His sneers, it seemed, he reserved only for me.

King Castor suddenly looked downright wicked. “Care for a little challenge, my friend?”

Rory’s shoulders were an atlas, every subtle shift a new course charted—annoyance, humor, pointed resignation. Meanwhile the knights, who were practically frothing with glee, began to slam their tin cups upon the table. “Challenge him at his craft,” they shouted. “Challenge him at his craft!

The Diviners gathered. “What’s this nonsense?” Five asked, bemused.

“Don’t you know?” Maude was there, saddled up next to us, brow damp from dancing. “It’s a tenet of Traum. Every person in every hamlet has a craft. Be it combat or wits or handiness, a challenge to one’s craft is a kind of duel, a test of their skill—and more importantly, their honor. Only the gutless, bereft of honor or merit, deny a challenge.”

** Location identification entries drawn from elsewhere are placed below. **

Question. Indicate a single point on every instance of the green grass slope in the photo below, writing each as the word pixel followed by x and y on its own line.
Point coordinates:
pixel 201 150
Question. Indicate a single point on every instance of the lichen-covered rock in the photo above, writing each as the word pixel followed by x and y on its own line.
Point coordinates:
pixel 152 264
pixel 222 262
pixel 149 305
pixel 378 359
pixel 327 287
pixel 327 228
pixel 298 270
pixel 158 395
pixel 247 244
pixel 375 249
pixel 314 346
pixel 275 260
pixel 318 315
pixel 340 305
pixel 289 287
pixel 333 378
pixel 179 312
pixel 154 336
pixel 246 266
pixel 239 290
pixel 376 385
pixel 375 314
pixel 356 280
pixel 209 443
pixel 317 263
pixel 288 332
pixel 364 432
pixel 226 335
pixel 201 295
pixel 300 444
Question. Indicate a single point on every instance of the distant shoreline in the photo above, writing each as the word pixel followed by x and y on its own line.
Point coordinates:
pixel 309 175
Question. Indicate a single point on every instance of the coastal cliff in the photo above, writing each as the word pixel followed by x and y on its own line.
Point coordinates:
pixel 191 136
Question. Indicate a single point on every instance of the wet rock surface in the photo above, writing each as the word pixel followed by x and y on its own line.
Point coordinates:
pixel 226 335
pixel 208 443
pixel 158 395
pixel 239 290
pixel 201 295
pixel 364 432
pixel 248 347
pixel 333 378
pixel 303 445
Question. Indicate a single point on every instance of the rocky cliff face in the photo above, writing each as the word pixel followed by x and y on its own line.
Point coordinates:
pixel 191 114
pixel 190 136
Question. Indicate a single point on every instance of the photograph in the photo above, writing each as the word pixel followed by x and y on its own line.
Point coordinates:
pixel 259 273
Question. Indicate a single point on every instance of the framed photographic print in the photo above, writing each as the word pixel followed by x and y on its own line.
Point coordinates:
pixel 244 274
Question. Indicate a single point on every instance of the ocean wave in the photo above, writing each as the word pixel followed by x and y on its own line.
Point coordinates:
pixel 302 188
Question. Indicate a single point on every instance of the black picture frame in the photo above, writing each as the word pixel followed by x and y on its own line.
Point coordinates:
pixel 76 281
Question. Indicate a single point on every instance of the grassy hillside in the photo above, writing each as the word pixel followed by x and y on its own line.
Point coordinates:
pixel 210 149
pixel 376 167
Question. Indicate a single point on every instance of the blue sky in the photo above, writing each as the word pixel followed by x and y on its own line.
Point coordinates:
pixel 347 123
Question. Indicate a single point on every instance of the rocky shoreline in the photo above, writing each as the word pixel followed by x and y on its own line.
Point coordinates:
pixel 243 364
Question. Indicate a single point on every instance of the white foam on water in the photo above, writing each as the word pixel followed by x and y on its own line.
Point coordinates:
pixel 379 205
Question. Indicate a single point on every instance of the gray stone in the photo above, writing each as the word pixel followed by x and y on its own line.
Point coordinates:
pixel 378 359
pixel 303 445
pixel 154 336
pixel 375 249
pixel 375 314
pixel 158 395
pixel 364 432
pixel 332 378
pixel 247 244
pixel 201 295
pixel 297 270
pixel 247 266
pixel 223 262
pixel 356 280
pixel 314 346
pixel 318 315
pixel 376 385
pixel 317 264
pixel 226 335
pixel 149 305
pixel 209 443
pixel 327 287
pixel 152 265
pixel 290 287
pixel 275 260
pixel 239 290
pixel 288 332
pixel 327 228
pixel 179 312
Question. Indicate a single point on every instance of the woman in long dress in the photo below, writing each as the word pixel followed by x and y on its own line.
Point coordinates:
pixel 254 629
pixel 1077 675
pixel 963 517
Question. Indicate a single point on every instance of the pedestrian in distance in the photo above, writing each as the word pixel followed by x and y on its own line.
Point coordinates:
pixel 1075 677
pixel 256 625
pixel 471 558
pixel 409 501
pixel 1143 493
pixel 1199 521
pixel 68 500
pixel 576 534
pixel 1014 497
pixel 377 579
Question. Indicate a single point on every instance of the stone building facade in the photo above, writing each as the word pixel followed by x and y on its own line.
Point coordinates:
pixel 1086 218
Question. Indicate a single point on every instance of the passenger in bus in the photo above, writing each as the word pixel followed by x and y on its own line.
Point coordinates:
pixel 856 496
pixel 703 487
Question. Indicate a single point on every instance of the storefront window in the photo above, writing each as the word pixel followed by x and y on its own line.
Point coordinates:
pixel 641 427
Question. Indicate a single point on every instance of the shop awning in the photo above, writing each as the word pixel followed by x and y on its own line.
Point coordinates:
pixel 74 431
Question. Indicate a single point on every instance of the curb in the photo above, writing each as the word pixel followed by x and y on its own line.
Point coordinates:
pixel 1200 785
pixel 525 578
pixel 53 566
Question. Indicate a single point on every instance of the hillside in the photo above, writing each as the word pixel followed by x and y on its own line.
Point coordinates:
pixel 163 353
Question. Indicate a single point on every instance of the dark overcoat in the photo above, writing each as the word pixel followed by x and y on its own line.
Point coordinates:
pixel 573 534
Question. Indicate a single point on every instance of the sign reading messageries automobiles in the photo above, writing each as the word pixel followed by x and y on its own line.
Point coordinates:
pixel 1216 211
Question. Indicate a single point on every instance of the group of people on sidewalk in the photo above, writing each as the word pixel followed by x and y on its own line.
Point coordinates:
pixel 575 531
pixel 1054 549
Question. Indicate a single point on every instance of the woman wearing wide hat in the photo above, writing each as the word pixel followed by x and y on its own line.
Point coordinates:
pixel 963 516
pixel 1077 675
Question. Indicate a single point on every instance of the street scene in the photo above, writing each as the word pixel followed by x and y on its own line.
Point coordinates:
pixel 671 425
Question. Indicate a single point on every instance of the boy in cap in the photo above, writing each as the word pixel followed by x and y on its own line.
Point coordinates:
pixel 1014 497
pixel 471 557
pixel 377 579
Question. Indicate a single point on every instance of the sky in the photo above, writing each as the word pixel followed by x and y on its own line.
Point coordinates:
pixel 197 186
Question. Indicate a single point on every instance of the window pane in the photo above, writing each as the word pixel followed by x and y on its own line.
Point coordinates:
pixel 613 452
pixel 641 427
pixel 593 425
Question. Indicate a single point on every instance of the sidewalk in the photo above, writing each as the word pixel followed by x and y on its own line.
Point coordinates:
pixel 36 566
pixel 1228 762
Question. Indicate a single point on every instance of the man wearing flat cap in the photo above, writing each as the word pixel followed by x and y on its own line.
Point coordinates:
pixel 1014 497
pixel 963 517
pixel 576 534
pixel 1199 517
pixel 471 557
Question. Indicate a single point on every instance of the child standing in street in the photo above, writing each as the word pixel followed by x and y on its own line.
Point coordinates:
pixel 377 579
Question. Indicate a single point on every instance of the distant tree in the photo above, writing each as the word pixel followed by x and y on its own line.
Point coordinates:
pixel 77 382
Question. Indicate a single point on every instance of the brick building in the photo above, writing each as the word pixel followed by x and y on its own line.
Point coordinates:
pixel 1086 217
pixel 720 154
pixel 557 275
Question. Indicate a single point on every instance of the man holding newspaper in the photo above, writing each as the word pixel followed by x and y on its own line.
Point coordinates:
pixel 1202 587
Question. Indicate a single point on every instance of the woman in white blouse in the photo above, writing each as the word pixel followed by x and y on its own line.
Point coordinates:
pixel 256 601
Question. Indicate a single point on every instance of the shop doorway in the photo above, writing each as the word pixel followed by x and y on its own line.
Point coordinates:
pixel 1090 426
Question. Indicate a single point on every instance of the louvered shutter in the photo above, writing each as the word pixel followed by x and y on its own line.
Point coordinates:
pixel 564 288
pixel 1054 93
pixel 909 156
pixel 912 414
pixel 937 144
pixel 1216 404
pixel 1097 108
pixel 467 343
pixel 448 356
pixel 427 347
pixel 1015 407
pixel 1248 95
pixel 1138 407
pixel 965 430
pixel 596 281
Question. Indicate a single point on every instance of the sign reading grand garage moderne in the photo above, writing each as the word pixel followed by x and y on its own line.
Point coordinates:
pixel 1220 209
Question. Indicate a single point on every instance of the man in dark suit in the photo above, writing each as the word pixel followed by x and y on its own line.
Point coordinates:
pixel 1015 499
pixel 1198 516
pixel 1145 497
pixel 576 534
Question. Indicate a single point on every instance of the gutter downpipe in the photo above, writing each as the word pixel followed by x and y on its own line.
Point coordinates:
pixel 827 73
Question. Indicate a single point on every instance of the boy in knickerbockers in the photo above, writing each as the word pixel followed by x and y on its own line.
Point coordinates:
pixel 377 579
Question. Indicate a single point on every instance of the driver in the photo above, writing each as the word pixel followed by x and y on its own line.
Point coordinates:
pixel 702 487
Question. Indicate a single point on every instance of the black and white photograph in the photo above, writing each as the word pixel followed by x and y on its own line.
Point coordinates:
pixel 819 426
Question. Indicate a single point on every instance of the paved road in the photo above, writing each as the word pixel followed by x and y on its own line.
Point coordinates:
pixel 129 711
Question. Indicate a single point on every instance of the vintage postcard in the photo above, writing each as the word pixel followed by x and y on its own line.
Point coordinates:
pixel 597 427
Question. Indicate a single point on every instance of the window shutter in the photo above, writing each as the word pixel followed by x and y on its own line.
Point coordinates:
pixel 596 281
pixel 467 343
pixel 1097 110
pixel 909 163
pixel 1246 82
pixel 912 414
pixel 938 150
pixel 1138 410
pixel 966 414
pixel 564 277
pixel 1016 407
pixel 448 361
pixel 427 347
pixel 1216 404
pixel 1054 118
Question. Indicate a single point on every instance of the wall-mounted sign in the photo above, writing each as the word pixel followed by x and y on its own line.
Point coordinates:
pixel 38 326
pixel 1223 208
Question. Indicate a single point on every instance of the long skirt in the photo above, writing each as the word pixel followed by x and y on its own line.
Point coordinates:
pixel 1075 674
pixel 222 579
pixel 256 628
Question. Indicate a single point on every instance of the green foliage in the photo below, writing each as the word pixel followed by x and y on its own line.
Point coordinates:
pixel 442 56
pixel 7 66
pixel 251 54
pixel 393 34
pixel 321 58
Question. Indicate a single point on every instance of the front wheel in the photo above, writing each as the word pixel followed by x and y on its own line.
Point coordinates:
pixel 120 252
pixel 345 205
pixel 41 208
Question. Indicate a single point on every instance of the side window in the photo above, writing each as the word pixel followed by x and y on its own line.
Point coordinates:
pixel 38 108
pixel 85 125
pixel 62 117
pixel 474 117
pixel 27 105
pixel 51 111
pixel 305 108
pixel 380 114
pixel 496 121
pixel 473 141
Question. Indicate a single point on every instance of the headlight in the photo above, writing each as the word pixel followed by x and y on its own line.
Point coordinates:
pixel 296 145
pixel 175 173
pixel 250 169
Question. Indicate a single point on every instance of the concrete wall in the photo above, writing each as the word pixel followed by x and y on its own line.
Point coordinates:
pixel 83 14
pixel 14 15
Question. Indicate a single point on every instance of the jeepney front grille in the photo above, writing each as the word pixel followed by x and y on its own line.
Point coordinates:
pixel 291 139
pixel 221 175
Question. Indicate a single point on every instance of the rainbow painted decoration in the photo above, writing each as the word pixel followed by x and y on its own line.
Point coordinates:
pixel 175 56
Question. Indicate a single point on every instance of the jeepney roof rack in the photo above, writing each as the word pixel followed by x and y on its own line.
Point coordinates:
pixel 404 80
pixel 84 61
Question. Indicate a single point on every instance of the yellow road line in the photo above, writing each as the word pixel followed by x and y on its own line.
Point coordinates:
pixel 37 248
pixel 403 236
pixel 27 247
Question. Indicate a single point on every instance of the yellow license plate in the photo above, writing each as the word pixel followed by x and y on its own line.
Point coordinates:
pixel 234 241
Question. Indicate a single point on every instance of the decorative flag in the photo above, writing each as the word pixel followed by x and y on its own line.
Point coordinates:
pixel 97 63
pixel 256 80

Maude rested an arm on my shoulder like we were old friends. “The virtues of knighthood are love, faith, or war. Rory must accept one of those challenges. If he doesn’t, the knights will chase him through the field. Naked.”

“Really.” My gaze sharpened. “And if he accepts the challenge?”

“If he loses, he does whatever Benji tells him to. If he wins”—she shook her head, smiling at the king—“Benji will have to strip and run naked instead.”

Three grinned. “Sounds like a happy ploy to get everyone’s clothes off.”

“Bless the knighthood.” Four cupped her hands around her mouth and shouted. “Challenge him at his craft!”

Rory folded his arms over his chest—said something I could not hear. The knighthood went wild with applause.

“Oh-ho! Challenge it is.” King Castor stepped farther into the field. “All right, Rodrick Myndacious. I challenge you to your knightly craft of war. I say you cannot keep your footing against three assaults. If you can, I’ll happily concede my loss, shed my clothes, and howl at the moon. But if you falter a step or are knocked from your feet”—the king’s blue gaze found me in the crowd—“you must return to Aisling and have your future Divined.”

Next to me, Maude was grinning. “This should be good.”

“He won’t do it,” I said, clipped. “The man has made no secret of his revulsion for Aisling, for the Omens, for Diviners.” For me.

“I don’t know,” Maude said. “He might surprise you yet.”

“Well?” King Castor drank heartily from his cup. “Will you be stripping, Myndacious?”

“Three assaults to knock me off my feet?” Rory came closer. Smacked the king’s ale out of his hand. “Fine, you git, I accept.” He crossed his arms and planted his feet wide. “So long as I choose from whom.”

Another cheer echoed across the field.

King Castor clapped, then rubbed his hands together. “I may be seeing double, but I can still knock you over.”

“Not you.” Rory turned toward the pyre. When his gaze landed on us, Diviners all in a row, it narrowed. “Them.”

All eyes turned our way. And I understood then why Rory had called me a spectacle the moment we’d met. The knights were looking at us exactly how they’d looked at me yesterday when I’d Divined for the king. Rapt. Anticipating amazement.

Wanting a good show.

“Marvelous,” King Castor called. “And to sweeten the deal—” He extracted a sash from a nearby knight, then moved behind Rory. “He’ll have his hands tied.”